You are viewing a plain text version of this content. The canonical link for it is here.
Posted to commits@impala.apache.org by bo...@apache.org on 2021/09/10 16:27:03 UTC
[impala] 04/04: IMPALA-10905: test_iceberg.py test_time_travel
fails in exhaustive builds
This is an automated email from the ASF dual-hosted git repository.
boroknagyz pushed a commit to branch master
in repository https://gitbox.apache.org/repos/asf/impala.git
commit 8086c4457e02a5bc542d183b82b733891df4eddf
Author: Zoltan Borok-Nagy <bo...@cloudera.com>
AuthorDate: Wed Sep 8 15:36:57 2021 +0200
IMPALA-10905: test_iceberg.py test_time_travel fails in exhaustive builds
test_iceberg.py::test_time_travel sets the TIMEZONE query option
during execution. In the end it sets the TIMEZONE to 'Asia/Tokyo'.
The problem is that it sets the TIMEZONE of the client of the
ImpalaTestSuite. This means that a subsequent test will use
timezone 'Asia/Tokyo' instead of the local one.
This patch fixes this issue by creating a local Impala client for
the test.
Change-Id: I5c172df865bc35dd1792146f4045fbc16e04d116
Reviewed-on: http://gerrit.cloudera.org:8080/17835
Reviewed-by: Impala Public Jenkins <im...@cloudera.com>
Tested-by: Impala Public Jenkins <im...@cloudera.com>
---
tests/common/impala_connection.py | 7 ++
tests/query_test/test_iceberg.py | 171 +++++++++++++++++++-------------------
2 files changed, 94 insertions(+), 84 deletions(-)
diff --git a/tests/common/impala_connection.py b/tests/common/impala_connection.py
index f51a85e..07e172f 100644
--- a/tests/common/impala_connection.py
+++ b/tests/common/impala_connection.py
@@ -77,6 +77,13 @@ class OperationHandle(object):
# Represents an Impala connection.
class ImpalaConnection(object):
__metaclass__ = abc.ABCMeta
+
+ def __enter__(self):
+ return self
+
+ def __exit__(self, exc_type, exc_value, traceback):
+ self.close()
+
@abc.abstractmethod
def set_configuration_option(self, name, value):
"""Sets a configuraiton option name to the given value"""

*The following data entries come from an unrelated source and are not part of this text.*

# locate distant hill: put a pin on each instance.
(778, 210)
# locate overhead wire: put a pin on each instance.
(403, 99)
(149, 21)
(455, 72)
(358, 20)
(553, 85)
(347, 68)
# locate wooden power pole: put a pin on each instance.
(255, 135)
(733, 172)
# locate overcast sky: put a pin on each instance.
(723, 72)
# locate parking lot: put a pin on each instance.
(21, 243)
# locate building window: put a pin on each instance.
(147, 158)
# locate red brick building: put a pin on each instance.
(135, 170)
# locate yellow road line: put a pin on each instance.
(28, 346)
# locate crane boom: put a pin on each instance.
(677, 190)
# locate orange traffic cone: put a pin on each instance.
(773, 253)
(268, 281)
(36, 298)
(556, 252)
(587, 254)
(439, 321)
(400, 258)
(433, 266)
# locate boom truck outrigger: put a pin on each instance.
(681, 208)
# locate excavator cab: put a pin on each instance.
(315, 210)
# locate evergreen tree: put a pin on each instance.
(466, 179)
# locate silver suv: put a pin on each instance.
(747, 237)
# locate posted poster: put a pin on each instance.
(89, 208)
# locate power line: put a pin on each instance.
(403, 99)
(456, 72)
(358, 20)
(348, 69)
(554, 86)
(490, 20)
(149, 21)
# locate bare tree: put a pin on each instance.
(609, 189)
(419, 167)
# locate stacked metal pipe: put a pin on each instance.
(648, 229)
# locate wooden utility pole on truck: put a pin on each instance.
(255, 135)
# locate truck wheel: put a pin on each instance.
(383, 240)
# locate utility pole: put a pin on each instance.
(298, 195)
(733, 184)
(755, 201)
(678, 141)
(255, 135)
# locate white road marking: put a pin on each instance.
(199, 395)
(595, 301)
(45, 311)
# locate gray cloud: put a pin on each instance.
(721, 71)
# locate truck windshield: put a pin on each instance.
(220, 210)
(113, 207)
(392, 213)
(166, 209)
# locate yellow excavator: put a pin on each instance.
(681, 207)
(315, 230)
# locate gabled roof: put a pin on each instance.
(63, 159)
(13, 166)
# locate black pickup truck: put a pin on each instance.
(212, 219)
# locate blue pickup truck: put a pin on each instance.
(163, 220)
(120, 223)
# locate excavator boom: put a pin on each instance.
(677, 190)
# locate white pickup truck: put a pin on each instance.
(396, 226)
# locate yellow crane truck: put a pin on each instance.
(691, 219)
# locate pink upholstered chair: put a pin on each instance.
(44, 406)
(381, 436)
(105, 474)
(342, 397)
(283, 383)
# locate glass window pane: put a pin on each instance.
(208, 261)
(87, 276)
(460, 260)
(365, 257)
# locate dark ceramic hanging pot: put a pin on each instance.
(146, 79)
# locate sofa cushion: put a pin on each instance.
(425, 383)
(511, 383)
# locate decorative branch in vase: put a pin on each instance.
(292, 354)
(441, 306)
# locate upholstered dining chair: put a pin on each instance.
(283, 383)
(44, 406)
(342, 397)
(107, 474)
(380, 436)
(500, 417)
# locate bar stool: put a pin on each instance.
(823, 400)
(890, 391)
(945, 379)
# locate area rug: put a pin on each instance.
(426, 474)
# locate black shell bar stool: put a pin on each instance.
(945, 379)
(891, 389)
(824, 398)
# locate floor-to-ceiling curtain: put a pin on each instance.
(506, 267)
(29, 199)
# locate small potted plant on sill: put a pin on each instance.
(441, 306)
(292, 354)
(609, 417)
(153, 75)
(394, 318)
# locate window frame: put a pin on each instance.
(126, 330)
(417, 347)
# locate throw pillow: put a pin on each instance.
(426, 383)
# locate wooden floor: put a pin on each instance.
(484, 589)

diff --git a/tests/query_test/test_iceberg.py b/tests/query_test/test_iceberg.py
index 5bbd376..ca75ba0 100644
--- a/tests/query_test/test_iceberg.py
+++ b/tests/query_test/test_iceberg.py
@@ -122,11 +122,11 @@ class TestIcebergTable(ImpalaTestSuite):
tbl_name = unique_database + ".time_travel"

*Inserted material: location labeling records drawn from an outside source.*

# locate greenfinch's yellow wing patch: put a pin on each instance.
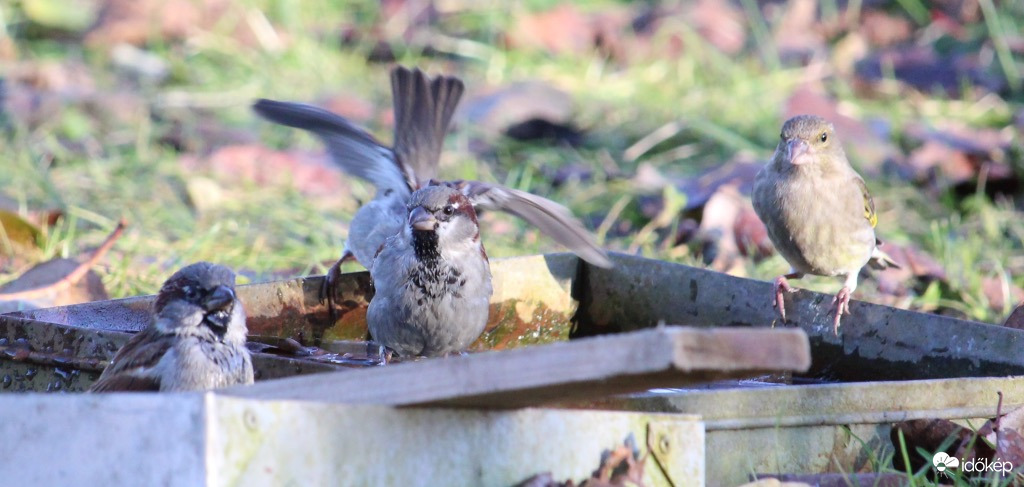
(868, 204)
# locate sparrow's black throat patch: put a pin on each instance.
(425, 246)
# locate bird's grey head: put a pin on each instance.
(200, 295)
(806, 138)
(440, 217)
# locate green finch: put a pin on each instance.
(817, 211)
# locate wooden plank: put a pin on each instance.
(875, 343)
(598, 366)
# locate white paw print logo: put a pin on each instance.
(941, 460)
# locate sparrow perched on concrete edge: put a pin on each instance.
(197, 340)
(818, 212)
(423, 109)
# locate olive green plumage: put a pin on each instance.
(816, 209)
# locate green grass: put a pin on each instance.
(725, 105)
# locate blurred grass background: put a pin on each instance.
(99, 135)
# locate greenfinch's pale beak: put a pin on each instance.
(422, 220)
(800, 152)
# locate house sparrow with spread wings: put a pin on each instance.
(420, 237)
(197, 340)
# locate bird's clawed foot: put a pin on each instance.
(841, 305)
(330, 281)
(781, 285)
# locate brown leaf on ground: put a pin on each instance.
(500, 111)
(59, 281)
(721, 23)
(924, 70)
(17, 234)
(882, 29)
(1016, 318)
(866, 148)
(738, 173)
(752, 235)
(798, 34)
(983, 142)
(311, 174)
(1000, 293)
(562, 30)
(717, 231)
(915, 266)
(954, 156)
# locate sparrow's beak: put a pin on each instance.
(800, 152)
(421, 219)
(219, 298)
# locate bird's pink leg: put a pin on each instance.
(842, 306)
(782, 285)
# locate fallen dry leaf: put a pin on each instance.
(562, 30)
(926, 71)
(721, 23)
(882, 29)
(59, 281)
(498, 111)
(717, 231)
(1000, 293)
(798, 34)
(915, 267)
(16, 234)
(1016, 318)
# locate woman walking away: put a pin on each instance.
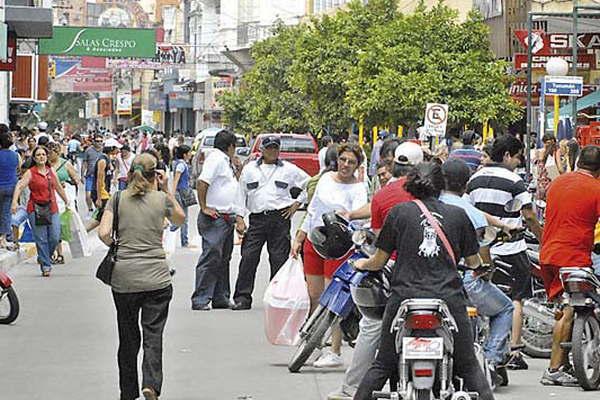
(42, 207)
(9, 164)
(181, 185)
(141, 282)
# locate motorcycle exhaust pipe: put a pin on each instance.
(539, 312)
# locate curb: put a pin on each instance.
(10, 259)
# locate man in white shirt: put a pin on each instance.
(220, 206)
(265, 189)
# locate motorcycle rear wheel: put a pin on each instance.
(10, 297)
(312, 340)
(586, 352)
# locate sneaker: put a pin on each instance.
(328, 360)
(516, 362)
(339, 395)
(558, 378)
(149, 394)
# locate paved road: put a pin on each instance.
(63, 345)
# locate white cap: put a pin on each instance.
(408, 153)
(112, 143)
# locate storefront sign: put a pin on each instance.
(584, 61)
(547, 43)
(166, 56)
(100, 42)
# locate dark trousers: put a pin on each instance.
(212, 270)
(273, 229)
(466, 365)
(154, 307)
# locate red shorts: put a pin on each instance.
(314, 264)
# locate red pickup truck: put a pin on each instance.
(301, 150)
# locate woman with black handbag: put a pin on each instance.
(140, 279)
(42, 207)
(181, 187)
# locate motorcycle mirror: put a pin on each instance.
(488, 236)
(514, 205)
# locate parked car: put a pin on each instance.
(204, 144)
(301, 150)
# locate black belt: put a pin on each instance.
(270, 212)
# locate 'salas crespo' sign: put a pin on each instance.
(100, 42)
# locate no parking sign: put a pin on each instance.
(436, 118)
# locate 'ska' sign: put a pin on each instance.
(100, 42)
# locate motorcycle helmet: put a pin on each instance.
(371, 295)
(332, 240)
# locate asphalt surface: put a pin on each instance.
(63, 345)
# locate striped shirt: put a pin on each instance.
(490, 189)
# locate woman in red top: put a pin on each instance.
(43, 184)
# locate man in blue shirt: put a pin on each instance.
(488, 299)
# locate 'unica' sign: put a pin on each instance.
(101, 42)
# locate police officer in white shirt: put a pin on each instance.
(265, 189)
(218, 196)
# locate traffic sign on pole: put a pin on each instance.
(436, 119)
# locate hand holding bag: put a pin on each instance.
(106, 267)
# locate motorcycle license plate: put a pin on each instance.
(420, 348)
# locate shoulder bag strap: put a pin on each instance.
(434, 224)
(116, 217)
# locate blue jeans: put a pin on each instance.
(5, 202)
(493, 303)
(46, 239)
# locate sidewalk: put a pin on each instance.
(10, 259)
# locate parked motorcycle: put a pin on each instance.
(425, 344)
(9, 303)
(581, 287)
(336, 304)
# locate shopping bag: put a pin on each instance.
(170, 241)
(79, 244)
(286, 304)
(65, 225)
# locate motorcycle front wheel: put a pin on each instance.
(9, 305)
(586, 350)
(312, 340)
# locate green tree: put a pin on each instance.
(426, 57)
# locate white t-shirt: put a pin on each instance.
(223, 191)
(333, 196)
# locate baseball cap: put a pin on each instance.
(270, 141)
(408, 153)
(112, 143)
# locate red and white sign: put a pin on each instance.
(547, 43)
(11, 50)
(584, 61)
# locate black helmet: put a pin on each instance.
(371, 295)
(334, 239)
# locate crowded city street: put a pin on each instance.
(63, 345)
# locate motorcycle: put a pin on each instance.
(335, 304)
(425, 343)
(9, 303)
(581, 288)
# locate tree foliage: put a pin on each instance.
(372, 63)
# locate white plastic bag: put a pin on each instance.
(286, 304)
(79, 245)
(170, 241)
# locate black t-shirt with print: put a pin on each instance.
(423, 267)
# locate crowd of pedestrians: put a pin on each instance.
(138, 184)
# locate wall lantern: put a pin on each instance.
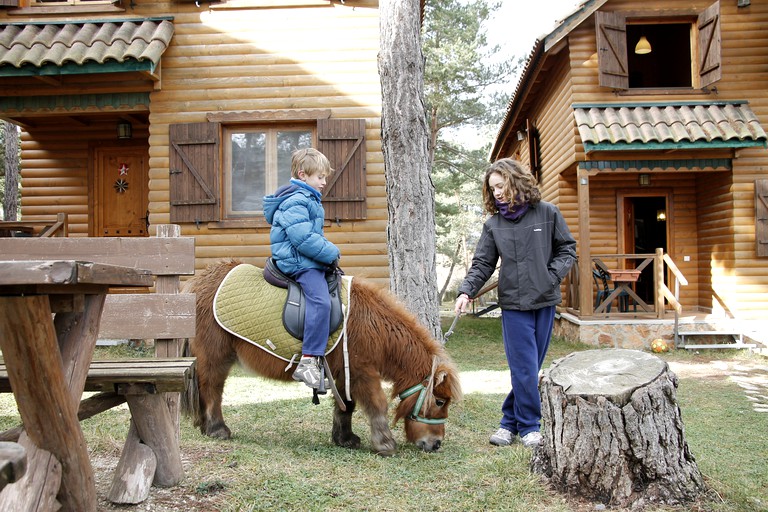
(124, 130)
(643, 46)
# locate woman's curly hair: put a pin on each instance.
(520, 186)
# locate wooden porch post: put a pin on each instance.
(585, 247)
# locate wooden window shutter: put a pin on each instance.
(710, 68)
(194, 172)
(761, 218)
(611, 31)
(343, 142)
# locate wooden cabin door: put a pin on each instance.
(644, 222)
(121, 182)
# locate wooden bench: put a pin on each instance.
(150, 386)
(736, 337)
(38, 228)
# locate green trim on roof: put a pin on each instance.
(651, 146)
(70, 68)
(660, 104)
(688, 163)
(83, 21)
(77, 102)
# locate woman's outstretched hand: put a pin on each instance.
(462, 301)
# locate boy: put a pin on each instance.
(300, 250)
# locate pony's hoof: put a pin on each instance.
(386, 449)
(352, 442)
(220, 431)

def execute_query_ts(query):
- self.execute_query(query)
+ impalad_client.execute(query)
return str(datetime.datetime.now())
def expect_results(query, expected_results):
- data = self.execute_query(query)
+ data = impalad_client.execute(query)
assert len(data.data) == len(expected_results)
for r in expected_results:
assert r in data.data
@@ -148,7 +148,7 @@ class TestIcebergTable(ImpalaTestSuite):
return "CAST({0} as timestamp)".format(quote(ts))
def get_snapshots():
- data = self.execute_query("describe history {0}".format(tbl_name))
+ data = impalad_client.execute("describe history {0}".format(tbl_name))
ret = list()
for row in data.data:
fields = row.split('\t')
@@ -156,89 +156,92 @@ class TestIcebergTable(ImpalaTestSuite):
return ret
def impala_now():
- now_data = self.execute_query("select now()")
+ now_data = impalad_client.execute("select now()")
return now_data.data[0]
- # Iceberg doesn't create a snapshot entry for the initial empty table
- self.execute_query("create table {0} (i int) stored as iceberg".format(tbl_name))
- ts_1 = execute_query_ts("insert into {0} values (1)".format(tbl_name))
- ts_2 = execute_query_ts("insert into {0} values (2)".format(tbl_name))
- ts_3 = execute_query_ts("truncate table {0}".format(tbl_name))
- time.sleep(1)
- ts_4 = execute_query_ts("insert into {0} values (100)".format(tbl_name))
- # Query table as of timestamps.
- expect_results_t("now()", ['100'])
- expect_results_t(quote(ts_1), ['1'])
- expect_results_t(quote(ts_2), ['1', '2'])
- expect_results_t(quote(ts_3), [])
- expect_results_t(quote(ts_4), ['100'])
- expect_results_t(cast_ts(ts_4) + " - interval 1 seconds", [])
- # Future queries return the current snapshot.
- expect_results_t(cast_ts(ts_4) + " + interval 1 hours", ['100'])
- # Query table as of snapshot IDs.
- snapshots = get_snapshots()
- expect_results_v(snapshots[0], ['1'])
- expect_results_v(snapshots[1], ['1', '2'])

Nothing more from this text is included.